Книга: Фантомный бес
Назад: Отравитель Пе-пе-крю
Дальше: Прощай, фашизм!

Уютное гнездышко в Саранаке

– Альберт, дорогой, объясни еще раз мне, дуре, как тебе все это в голову пришло?

– Ничего сложного. Я внимательно читал Маха. Был такой физик в Австрии. Он мыслил оригинально, но при этом смело, резко и точно. Он утверждал, в частности, что в физике не должно быть ничего такого, чего бы нельзя было измерить. Я думал, думал, и вдруг меня стукнуло. Я стал размышлять – не столько об эфире, который невозможно обнаружить, сколько о простейшем понятии одновременности удаленных событий. Меня к этому подтолкнул один мой сокурсник. Сигнальные пушки выстрелили одновременно – одна в Нью-Йорке, другая, скажем, в Цюрихе? Как эту одновременность проверить? А на Земле и на Марсе? Возможно ли, чтобы куст роз расцвел там и тут одновременно?

– Почему нет?

– Само по себе это возможно. В нашем воображении. А вот в реальности этого нельзя утверждать, пока ты не удостоверился в этом инструментально – с помощью надежных часов.

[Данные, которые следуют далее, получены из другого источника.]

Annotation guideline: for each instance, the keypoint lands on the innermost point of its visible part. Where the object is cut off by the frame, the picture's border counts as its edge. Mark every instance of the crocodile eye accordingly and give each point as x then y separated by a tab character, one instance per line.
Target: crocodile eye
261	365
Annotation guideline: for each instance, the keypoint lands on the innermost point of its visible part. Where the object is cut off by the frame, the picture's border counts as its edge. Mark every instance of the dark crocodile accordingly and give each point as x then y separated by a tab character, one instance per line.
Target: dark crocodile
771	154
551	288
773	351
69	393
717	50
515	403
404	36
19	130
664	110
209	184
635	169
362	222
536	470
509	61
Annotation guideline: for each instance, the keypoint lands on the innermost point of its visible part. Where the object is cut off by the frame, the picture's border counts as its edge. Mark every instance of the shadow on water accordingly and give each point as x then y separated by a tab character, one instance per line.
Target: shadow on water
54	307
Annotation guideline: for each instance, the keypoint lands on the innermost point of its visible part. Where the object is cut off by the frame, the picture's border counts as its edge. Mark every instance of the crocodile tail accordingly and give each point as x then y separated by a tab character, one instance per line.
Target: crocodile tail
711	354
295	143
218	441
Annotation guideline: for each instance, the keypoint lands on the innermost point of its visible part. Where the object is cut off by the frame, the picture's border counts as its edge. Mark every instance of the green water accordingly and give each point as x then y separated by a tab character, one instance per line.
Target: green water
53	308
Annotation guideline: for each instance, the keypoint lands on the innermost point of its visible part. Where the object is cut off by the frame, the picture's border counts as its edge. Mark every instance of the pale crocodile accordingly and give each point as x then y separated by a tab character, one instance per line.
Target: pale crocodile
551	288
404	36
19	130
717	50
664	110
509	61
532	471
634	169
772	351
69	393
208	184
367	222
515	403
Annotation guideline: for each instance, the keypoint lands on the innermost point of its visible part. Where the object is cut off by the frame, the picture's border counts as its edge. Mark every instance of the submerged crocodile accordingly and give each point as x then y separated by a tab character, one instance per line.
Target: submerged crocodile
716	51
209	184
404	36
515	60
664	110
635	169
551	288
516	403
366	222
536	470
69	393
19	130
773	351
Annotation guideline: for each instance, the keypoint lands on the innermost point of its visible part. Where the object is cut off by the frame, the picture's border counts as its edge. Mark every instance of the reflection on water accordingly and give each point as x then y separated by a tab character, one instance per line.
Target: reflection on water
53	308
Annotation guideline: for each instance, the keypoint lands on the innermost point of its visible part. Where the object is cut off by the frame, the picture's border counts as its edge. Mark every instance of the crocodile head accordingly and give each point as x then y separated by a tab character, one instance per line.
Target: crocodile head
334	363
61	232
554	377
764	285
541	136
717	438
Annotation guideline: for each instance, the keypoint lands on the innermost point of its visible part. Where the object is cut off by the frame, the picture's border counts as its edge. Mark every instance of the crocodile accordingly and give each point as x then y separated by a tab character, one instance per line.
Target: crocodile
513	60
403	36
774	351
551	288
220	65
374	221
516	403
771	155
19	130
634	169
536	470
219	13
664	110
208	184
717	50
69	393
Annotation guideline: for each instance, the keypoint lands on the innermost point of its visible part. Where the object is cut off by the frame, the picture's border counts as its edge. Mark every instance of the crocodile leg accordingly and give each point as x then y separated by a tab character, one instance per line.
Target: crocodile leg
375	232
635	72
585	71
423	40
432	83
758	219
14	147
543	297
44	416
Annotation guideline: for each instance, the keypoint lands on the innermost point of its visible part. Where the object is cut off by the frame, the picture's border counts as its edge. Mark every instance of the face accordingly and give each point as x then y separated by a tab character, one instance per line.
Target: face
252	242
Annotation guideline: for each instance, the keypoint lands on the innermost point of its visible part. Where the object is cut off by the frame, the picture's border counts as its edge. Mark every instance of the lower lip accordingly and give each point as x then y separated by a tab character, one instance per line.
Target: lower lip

– И разве трудно удостоверить?

– Ха! Вторые часы ведь там, на другой планете. Допустим, мы их даже видим в сверхсильный телескоп. Да ведь свет от них идет какое-то время. Ты всегда видишь их прошлое состояние. Пять минут. Час назад. Зависит от расстояния до планеты.

– Ну, пожалуй.

– А от ближайшей звезды свет бежит к нам четыре с половиною года. Представь, мы видим в одну секунду вспышку, ну что-то вроде протуберанца, на этой звезде и на Солнце. Нам кажется, что полыхнуло одновременно. На деле вспышка на далекой звезде случилась более четырех лет назад, а на Солнце только восемь минут назад. А ты говоришь – одновременно. Чепуха. Никакой одновременности нет. Она только у нас в голове.

– Занятно.

– Если бы свет распространялся бы мгновенно, проблемы бы не возникало. Но его скорость неизменна для любых систем. Двигаться быстрее в этом мире ничто не может. Это странное утверждение. Не спорю. Но если танцевать от этого, то довольно скоро выстраивается нечто вроде теории. Вот тебе и вся пляска. И тут, надо сказать, мне повезло. Моим учителем математики в Цюрихском политехе оказался великий Герман Минковский. Между прочим, он родом из России, откуда-то из-под Минска.

– Вот как? Интересно.

– Он открыл для меня тот математический аппарат, в частности тензорный анализ, который и помог мне сварганить теорию. Позже мы с ним вместе много работали. Он очень много вложил своего мастерства. Так что половина заслуги – его.

– Где он сейчас?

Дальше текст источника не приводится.